Millennials, the generation of Americans born between the early 1980s and the late 1990s, are on their way to becoming just as wealthy as their parents, even with economic turbulence experiences over the last decade. Income inequality has plateaued in the last decade, and recently growth in wages paid to the lowest earners has exceeded that of the highest. At the same age as Millennials, Baby Boomers controlled 21% of the country’s total wealth, compared to the 4.6% of their younger counterparts. Tides are shifting and leaving Millennial wealth distributed more unevenly. 

Why This Matters: Attempts to measure the wealth of various generations often use the Federal Reserve’s Survey of Consumer Finances. When Baby Boomers, those born between 1946 and 1964, were in their early 30s, they controlled more than 20% of national wealth, while similarly aged Millennials only have about 3.5% of national wealth today. 

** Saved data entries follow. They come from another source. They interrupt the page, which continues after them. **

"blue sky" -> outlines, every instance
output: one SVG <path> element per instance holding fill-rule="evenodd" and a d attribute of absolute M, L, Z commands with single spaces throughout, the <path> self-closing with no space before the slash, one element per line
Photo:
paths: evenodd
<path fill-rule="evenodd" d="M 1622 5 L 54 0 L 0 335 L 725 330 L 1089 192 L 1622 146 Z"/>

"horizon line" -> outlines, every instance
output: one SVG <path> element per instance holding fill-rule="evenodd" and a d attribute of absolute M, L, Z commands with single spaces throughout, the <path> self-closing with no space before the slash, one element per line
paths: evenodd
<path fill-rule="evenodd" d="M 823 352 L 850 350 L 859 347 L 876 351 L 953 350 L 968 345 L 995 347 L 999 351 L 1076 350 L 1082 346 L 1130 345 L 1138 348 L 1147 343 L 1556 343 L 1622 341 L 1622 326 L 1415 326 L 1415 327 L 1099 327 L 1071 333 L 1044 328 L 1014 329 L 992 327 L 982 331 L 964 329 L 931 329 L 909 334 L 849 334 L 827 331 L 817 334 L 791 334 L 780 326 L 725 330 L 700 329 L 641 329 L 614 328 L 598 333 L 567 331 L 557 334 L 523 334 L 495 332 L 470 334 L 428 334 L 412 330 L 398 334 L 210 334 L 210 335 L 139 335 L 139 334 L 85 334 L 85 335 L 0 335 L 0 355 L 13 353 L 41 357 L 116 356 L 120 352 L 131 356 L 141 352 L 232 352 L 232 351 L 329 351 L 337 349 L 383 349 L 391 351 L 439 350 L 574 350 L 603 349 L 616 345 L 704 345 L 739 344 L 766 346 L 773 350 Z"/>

However, there’s more to the numbers than meets the eye because we must account for the fact there were a lot more Baby Boomers than Millennials, according to an economist at the University of Central Arkansas. These Boomers made up a much larger share of the population when they were in their early 30s. 

Even today, Millennials only overtook Boomers as the largest American generation in 2019. When the  University of Central Arkansas economist controlled for population size by measuring wealth in per capita terms, a different picture emerged: Millennials are as wealthy as Boomers were at their age, and Gen X, born between 1965 and 1981, is wealthier now than Boomers at the same age.

There are still some issues that plague Millennials differently than Boomers. Compared to the past, younger generations go to school longer, move out later, delay marriage and wait to buy homes. Higher education tends to be more costly for African Americans because 86.6% of Black college students take out federal loans to attend four-year college.

Also in 2019, 43% of Millennials lived in homes they owned, compared to 48% of Boomers at a comparable age. For Black millennials this is a continued uphill battle as the Black homeownership rate across the U.S. stands at 41.1%, according to the U.S. Census Bureau.

Situational Awareness: Inequality within generations has been increasing, with the richest boomers wealthier than previous generations and the poorest becoming poorer. In 2064, the average white family will likely possess $2,782,727 in wealth while the average Black family wealth will be $789,164, according to  a report by Elliott and Abacus Wealth Partners, that’s an astonishing 70% disparity.